2.4 Neutralisation von Vokalhöhe ([±hoch])
Die Klasse der hohen Vokale unterscheidet sich von den nichthohen Vokalen durch ein besonderes Akzentverhalten. Die Beispiele in (33a) zeigen, dass hohe Vokale direkt vor Schwa nicht betont werden. Nichthohe Vokale in dieser Position müssen hingegen betont werden, wie die Beispiele in (33b) veranschaulichen:
(33) | a. | /ˈfe.ʀi.ən/ */fe.ˈʀi.ən/ <Ferien> | b. | /kakˈte.ə/ */ˈkak.te.ə/ <Kaktee> |
/ˈʃtɑ.tu.ə/ */ʃtɑ.ˈtu.ə/ <Statue> | /oˈbo.ə/ */ˈo.bo.ə/ <Oboe> | |||
/ˈli.by.ən/ */li.ˈby.ən/ <Libyen> | /tʀoˈfæ.ə/ */ˈtʀo.fæ.ə/ <Trophäe> |
Im Hiatuskontext sind zentralisierte Vokale systematisch ausgeschlossen. Die Akzentmuster in (33) ergeben zusammen mit den in 2.1.1 etablierten Korrespondenzen zwischen peripheren und den entsprechenden zentralisierten Oppositionsgliedern folgende Zweiteilung in hohe und nichthohe Vokale:
(34) | Hohe Vokale | Nichthohe Vokale |
/i/ - /ɪ/ | /e/ - /ɛ/ | |
/u/ - /ʊ/ | /o/ - /ɔ/ | |
/y/ - /ʏ/ | /ø/ - /œ/ | |
/ɑ/ - /a/ | ||
/æ/ |
Auch die Opposition von hohen und nichthohen Vokalen ist im Deutschen in morphologischen Kontexten aufgehoben. Die Zusammenstellung der nichttrennbaren Verbpräfixe in (35) zeigt eine Begrenzung auf Schwa und hohe Vokale.

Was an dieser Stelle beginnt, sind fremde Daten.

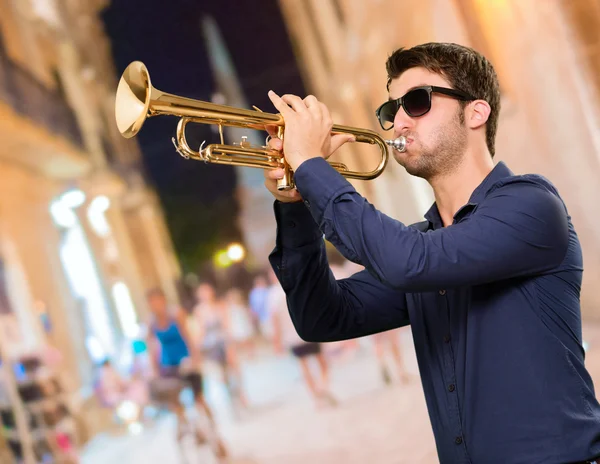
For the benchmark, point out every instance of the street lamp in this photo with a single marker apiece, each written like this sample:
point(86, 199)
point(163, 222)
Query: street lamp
point(236, 252)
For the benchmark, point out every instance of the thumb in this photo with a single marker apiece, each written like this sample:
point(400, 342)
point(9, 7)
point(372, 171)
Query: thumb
point(338, 140)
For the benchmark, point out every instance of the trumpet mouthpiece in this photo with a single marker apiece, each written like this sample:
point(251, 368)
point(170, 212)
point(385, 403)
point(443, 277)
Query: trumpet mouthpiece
point(398, 144)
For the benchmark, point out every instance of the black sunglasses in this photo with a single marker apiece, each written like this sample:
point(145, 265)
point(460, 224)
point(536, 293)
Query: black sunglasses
point(416, 102)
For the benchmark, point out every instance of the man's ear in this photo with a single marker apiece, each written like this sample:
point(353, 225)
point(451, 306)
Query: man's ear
point(478, 113)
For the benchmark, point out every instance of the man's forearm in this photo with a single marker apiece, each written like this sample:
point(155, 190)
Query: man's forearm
point(322, 308)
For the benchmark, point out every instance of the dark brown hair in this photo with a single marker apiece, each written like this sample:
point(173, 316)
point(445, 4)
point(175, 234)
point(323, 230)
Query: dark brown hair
point(464, 68)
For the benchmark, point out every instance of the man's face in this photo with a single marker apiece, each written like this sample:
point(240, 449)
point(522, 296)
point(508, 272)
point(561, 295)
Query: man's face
point(438, 139)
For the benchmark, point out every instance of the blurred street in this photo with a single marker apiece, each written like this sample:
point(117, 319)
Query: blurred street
point(373, 423)
point(284, 426)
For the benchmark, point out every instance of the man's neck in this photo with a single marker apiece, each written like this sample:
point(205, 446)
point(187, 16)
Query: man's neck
point(453, 190)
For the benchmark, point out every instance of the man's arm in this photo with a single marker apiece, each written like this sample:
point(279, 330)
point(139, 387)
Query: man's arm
point(323, 309)
point(520, 229)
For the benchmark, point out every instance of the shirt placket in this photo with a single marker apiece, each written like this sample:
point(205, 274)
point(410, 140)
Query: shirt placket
point(445, 298)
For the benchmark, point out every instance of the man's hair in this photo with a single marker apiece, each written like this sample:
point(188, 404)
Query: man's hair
point(464, 68)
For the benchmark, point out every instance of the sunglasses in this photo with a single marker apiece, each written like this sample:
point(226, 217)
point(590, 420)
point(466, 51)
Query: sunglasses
point(416, 102)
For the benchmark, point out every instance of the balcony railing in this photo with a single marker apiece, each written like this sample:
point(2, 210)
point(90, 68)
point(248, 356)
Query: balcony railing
point(30, 98)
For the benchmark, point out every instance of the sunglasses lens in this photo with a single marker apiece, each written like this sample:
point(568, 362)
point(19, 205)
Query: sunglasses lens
point(417, 102)
point(387, 113)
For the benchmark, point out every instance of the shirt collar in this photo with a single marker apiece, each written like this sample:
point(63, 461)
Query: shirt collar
point(499, 172)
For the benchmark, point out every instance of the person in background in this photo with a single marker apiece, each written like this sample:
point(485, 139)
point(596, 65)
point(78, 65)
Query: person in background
point(240, 321)
point(171, 351)
point(285, 338)
point(213, 335)
point(257, 299)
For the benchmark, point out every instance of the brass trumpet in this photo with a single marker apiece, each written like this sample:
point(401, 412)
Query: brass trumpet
point(137, 99)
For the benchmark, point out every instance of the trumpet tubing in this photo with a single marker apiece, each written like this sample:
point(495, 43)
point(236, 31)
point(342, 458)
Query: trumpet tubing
point(137, 100)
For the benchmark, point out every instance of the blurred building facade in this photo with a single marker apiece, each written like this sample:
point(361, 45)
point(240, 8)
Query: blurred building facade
point(547, 55)
point(82, 237)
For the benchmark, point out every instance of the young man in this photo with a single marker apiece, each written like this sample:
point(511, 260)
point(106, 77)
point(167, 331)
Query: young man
point(489, 282)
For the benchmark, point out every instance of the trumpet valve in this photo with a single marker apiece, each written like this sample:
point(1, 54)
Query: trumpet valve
point(244, 143)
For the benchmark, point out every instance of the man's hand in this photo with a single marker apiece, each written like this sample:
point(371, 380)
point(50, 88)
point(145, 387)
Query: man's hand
point(308, 126)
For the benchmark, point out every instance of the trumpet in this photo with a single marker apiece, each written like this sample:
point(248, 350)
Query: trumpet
point(136, 100)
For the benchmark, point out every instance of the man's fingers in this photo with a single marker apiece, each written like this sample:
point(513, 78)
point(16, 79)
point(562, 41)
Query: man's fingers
point(273, 174)
point(312, 103)
point(272, 130)
point(275, 144)
point(278, 103)
point(295, 102)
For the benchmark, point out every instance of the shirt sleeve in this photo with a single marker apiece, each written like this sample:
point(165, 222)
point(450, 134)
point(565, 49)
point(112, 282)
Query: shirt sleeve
point(521, 228)
point(321, 307)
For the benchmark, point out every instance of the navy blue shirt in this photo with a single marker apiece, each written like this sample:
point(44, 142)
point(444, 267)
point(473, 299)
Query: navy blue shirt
point(492, 300)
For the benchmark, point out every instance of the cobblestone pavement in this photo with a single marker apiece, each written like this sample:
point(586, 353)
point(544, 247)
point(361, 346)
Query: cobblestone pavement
point(373, 423)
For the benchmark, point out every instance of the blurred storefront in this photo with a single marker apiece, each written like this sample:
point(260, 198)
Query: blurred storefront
point(82, 237)
point(546, 54)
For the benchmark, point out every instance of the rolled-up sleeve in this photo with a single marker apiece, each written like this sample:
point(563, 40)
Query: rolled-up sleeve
point(321, 307)
point(520, 228)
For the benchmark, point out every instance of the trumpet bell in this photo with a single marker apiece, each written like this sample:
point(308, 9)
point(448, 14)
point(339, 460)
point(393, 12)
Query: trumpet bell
point(133, 99)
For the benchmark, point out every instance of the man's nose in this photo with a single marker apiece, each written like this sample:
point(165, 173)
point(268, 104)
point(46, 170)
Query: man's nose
point(402, 122)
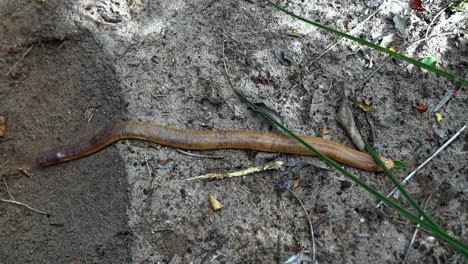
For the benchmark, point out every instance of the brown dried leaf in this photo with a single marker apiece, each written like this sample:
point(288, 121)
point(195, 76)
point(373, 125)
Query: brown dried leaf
point(366, 105)
point(422, 108)
point(2, 126)
point(214, 203)
point(296, 183)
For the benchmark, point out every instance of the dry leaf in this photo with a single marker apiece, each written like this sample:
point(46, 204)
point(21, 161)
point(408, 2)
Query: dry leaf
point(215, 204)
point(422, 108)
point(2, 126)
point(296, 183)
point(439, 117)
point(366, 105)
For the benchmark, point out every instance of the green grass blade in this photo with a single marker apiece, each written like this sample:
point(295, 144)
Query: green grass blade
point(374, 46)
point(456, 244)
point(405, 193)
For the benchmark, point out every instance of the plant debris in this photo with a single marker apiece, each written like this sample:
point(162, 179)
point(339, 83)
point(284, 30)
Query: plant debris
point(214, 203)
point(219, 175)
point(431, 61)
point(346, 119)
point(265, 79)
point(459, 6)
point(417, 5)
point(365, 105)
point(25, 172)
point(400, 26)
point(438, 117)
point(2, 126)
point(422, 108)
point(282, 58)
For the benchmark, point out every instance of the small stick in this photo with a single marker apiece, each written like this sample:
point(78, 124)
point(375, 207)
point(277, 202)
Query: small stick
point(25, 173)
point(23, 204)
point(390, 57)
point(395, 192)
point(8, 190)
point(219, 175)
point(433, 20)
point(408, 250)
point(198, 155)
point(310, 225)
point(22, 57)
point(341, 39)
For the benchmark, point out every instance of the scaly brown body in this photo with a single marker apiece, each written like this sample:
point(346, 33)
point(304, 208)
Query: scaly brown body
point(202, 140)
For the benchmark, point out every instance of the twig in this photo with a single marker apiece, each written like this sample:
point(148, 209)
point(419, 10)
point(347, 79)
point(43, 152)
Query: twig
point(395, 191)
point(219, 175)
point(310, 225)
point(23, 204)
point(198, 155)
point(22, 57)
point(341, 39)
point(448, 95)
point(433, 20)
point(8, 190)
point(408, 249)
point(390, 57)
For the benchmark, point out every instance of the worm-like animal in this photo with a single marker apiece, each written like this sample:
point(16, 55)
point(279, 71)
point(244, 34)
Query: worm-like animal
point(203, 140)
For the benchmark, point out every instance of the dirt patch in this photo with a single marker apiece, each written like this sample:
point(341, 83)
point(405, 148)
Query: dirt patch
point(161, 61)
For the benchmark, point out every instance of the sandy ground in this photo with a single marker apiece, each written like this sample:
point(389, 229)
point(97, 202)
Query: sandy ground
point(81, 66)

(35) | Schwa im Präfix | Hohe Vokale |
/bə/ 'be-' | /mɪs/ 'miss-' | |
/ɡə/ 'ge-' | /hɪntəʀ/ 'hinter-' | |
/əʀ/ 'er-' | /vidəʀ/ 'wider-' | |
/fəʀ/ 'ver-' | /ʊm/ 'um-' | |
/tsəʀ/ 'zer-' | /dʊʀç/ 'durch-' | |
/ənt/ 'ent-' | /ʊntəʀ/ 'unter-' | |
/ybəʀ/ 'über-' |
Beide Gegenbeispiele mit mittleren Vokalen, die nichttrennbaren Präfixe voll- und ob-, sind unproduktiv und kommen nur in wenigen, teils veralteten Verben vor (obsíegen, oblíegen, obwálten, vollzíehen, vollbríngen, vollstrécken). Die sehr zahlreichen Verben mit nichttrennbaren Präfixen mit hohen Vokalen lassen sich anhand folgender Beispiele veranschaulichen: missfállen, missbráuchen, widerlégen, widerspréchen, hinterfrágen, hintergéhen, umármen, umklámmern, durchscháuen, durchdríngen, unterlássen, unterschlágen, überlégen, überráschen.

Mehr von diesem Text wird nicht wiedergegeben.